# Color Discrimination/ MOS Smartbook



## JPLEBLANC (Jan 4, 2016)

I recently went to MEPS and completed my physical. I failed the PIP and Falant color test but was able to pass the red/green discrimination test. There are many MOS's that only require you to distinguish between red and green but my recruiter claims that because I failed the PIP test horribly the red/green test doesn't count, I believe this to be a lie. She gave me a list of jobs
13B
31E
88M
According to the the most recent MOS Smartbook I could find, updated 8/10/2008, all of the jobs she said I could do require red/green discrimination, which the recruiter claims I can't do. I think that the job I'm looking for, 11X, is not available right now and she wants me to sign up this week. 
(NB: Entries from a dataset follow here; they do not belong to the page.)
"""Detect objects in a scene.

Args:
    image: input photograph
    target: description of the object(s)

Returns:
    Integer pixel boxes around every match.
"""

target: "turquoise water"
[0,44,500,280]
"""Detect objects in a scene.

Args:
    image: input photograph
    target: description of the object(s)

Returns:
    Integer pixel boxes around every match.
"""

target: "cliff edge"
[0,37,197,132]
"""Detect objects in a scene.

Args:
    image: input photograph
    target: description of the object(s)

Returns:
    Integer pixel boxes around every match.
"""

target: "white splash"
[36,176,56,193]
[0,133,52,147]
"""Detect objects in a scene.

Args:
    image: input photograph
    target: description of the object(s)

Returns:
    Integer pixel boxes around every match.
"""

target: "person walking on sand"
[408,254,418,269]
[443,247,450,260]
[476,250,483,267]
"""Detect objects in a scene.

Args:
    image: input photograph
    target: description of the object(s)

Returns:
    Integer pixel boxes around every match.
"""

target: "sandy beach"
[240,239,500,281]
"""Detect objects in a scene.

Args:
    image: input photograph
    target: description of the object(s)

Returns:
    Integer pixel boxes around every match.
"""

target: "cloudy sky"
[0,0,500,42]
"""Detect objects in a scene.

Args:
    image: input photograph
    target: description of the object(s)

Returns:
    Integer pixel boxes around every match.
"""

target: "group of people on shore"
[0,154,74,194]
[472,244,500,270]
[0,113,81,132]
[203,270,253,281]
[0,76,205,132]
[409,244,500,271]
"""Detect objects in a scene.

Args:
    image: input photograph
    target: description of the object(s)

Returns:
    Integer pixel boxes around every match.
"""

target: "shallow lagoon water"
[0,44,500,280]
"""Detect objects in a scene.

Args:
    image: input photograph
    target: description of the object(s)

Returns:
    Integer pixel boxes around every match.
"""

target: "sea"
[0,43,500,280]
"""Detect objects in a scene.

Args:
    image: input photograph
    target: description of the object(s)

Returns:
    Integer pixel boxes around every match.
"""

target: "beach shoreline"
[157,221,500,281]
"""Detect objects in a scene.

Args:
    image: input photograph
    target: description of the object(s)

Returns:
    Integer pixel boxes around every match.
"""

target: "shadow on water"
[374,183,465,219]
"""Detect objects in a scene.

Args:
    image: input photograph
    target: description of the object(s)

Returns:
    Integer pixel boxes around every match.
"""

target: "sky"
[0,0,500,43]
Can anyone give me any insight on this?

Does anyone have the most updated version of the MOS Smartbook they could email me?


----------



## DA SWO (Jan 4, 2016)

I'd pass on those jobs.
Go see a Guard Recruiter if you have to.


----------



## Devildoc (Jan 4, 2016)

I do not know Army standards and MOS's.  I will say in the Navy I failed the shit out of the Ishihara (i.e., PIP) and was marginal on the FALANT, and I still had a butt-load of options.  Agree with DA SOWT; seek other recruiters.


----------



## Diamondback 2/2 (Jan 4, 2016)

Yeah all those jobs suck, if you want to be an 11 series, just hold out , go to another recruiter, or simply tell her to call you when 11x opens up. I wouldn't rush a damn thing, especially knowing you are going to be locked in for 3-4 years.


----------



## AWP (Jan 5, 2016)

That recruiter is looking to jumpstart her quarterly goals or benchmarks. Find one who isn't pressuring you.

Get an MOS in writing.


----------